I’m nowhere near being self-sufficient and living sustainably, I’ll admit it. It seems to me an excellent goal to strive towards, though. Every time I close a little gap by eliminating some consumption or waste, I move closer to this goal. Recognizing consumption and waste, recognizing the “easy” things that end in dissatisfaction and recognizing what wealth really is requires awareness and honesty.
Wealth is time.
Giving up things creates more free time.
And free time in the garden is an opportunity to enter your own alternative universe.
I’ve been thinking about this since reading Shamanic Gardening, because the author says over and over to give thanks. For a bitter crusty woman like me, giving thanks sticks in my craw (only bitter crusty women have craws, you know) because giving thanks implies a receiver of thanks. So who would that receiver be? I hate simple answers, and I’m telling you right now not to give me one. The powerful forces in the universe aren’t jealous patriarchs like Yahweh or progeny-cannibalizing Lotharios like Zeus. They are unnamable, impersonal, and without consciousness. They aren’t “they” and they don’t care if you give thanks.
But the cognitive change that takes place by the practice of giving thanks is the perfect antidote to poverty mentality. I don’t give thanks to any anthropomorphic character in my imagination. I’ve begun practicing looking at all my privileges, gifts, and good fortunes. This practice might seem laughable if you saw my kitchen ceiling, my handbag, or my paycheck. Or the leak in my basement. Or the absence of family photos on my wall. I could really go on and on about what I don’t have; most of us could. But looking at what you lack is like looking into an abyss, and when you look into the abyss, the abyss also looks into you.

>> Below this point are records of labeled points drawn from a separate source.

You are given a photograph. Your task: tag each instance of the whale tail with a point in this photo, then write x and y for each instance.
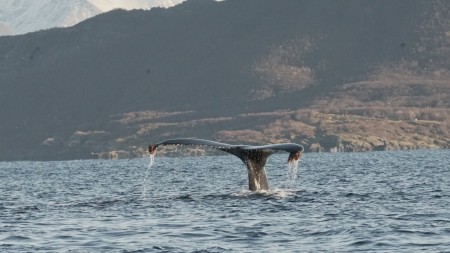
(254, 157)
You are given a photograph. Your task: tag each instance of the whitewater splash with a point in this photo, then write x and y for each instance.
(144, 184)
(292, 171)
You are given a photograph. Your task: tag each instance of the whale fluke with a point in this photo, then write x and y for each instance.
(254, 157)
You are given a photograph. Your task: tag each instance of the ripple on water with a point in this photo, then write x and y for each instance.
(381, 201)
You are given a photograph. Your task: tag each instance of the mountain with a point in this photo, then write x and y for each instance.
(342, 75)
(4, 30)
(23, 16)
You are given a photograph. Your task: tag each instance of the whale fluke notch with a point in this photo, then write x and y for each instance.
(254, 157)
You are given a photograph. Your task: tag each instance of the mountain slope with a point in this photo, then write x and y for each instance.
(255, 70)
(23, 16)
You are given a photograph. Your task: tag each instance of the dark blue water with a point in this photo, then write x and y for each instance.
(345, 202)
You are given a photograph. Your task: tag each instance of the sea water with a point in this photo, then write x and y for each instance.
(342, 202)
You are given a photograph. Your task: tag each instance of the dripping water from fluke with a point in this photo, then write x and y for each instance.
(144, 184)
(292, 172)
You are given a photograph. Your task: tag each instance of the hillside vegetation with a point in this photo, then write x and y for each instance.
(331, 75)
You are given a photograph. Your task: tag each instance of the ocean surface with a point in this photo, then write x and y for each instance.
(343, 202)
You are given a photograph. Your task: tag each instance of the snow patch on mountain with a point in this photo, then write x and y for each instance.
(23, 16)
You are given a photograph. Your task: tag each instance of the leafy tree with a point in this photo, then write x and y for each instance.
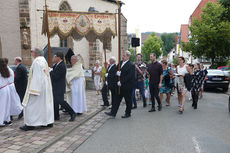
(168, 42)
(210, 37)
(133, 55)
(226, 13)
(153, 44)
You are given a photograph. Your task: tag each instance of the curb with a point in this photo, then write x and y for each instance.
(48, 144)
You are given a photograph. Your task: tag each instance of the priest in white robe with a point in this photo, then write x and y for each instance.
(38, 100)
(76, 86)
(9, 101)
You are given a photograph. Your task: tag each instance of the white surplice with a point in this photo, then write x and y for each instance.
(10, 103)
(78, 95)
(76, 88)
(38, 100)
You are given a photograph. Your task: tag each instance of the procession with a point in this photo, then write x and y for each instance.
(111, 76)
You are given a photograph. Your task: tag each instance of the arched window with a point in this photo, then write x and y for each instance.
(69, 41)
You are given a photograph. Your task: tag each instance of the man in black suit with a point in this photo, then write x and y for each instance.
(20, 79)
(127, 78)
(112, 84)
(58, 75)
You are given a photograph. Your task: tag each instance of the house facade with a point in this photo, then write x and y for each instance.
(31, 27)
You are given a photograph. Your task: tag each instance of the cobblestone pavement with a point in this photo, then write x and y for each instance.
(13, 140)
(72, 141)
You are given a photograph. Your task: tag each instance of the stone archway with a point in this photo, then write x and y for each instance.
(64, 6)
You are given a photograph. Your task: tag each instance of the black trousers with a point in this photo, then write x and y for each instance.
(127, 94)
(104, 92)
(59, 100)
(154, 92)
(195, 98)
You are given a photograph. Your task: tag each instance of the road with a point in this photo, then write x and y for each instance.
(206, 130)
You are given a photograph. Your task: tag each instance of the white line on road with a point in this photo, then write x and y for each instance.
(196, 145)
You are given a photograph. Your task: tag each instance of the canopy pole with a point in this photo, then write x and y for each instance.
(119, 41)
(48, 36)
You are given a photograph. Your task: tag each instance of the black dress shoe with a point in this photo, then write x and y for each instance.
(152, 110)
(49, 125)
(126, 116)
(20, 115)
(134, 107)
(27, 128)
(57, 119)
(159, 107)
(73, 116)
(109, 114)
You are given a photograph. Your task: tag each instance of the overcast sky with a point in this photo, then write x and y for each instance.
(158, 15)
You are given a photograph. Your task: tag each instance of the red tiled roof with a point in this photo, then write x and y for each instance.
(184, 32)
(199, 8)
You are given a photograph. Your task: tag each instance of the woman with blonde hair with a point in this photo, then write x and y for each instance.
(97, 76)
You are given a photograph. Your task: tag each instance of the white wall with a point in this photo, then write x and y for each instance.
(10, 29)
(80, 47)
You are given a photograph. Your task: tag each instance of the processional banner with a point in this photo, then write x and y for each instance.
(92, 26)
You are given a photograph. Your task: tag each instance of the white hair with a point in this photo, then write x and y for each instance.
(113, 58)
(38, 51)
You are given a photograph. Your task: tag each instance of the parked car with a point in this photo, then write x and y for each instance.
(225, 69)
(216, 79)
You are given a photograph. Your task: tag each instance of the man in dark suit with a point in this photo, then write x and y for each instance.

Better to look into the garden, where wealth is tangible.
The earth sustains human life. We’re part of the earth. We have everything we need. If you have anyone or anything in your life that you love, you have everything you need. Money might give you more time for what you love, but ultimately, focusing on the commerce of it all is a trap.
Ignore the money. Follow the love.
I have immense good fortune. I’m not supposed to be lucky; I’m a Firehorse. But today, tonight, the evening before Valentine’s Day, I am overcome with my bountiful good fortune.
I have a partner I can talk to about anything. Anything. I have a wealth of memories and experiences from my travels and experiments in life that rival any great novel. I haven’t tip-toed through life; I’ve gotten very dirty. I’ve survived without the things most people require for sustenance, kind of like a bromeliad or a succulent. Or maybe I’m just a weed. I have things and people I love deeply, although I wasn’t born to them. I have First World privileges. I have hot and cold running water. I have enough free time to write my nascent thoughts. I can read. I can draw. I can seduce and nurture and fight. I am incredibly rich.
Oh I have lost so much, and ruined so much. I could look at what I lack and forever fall into the abyss – couldn’t you?
Or I could choose to give thanks and see my riches in the compost, treasures in the trodden soil, wealth in the dirt I will return to when I die.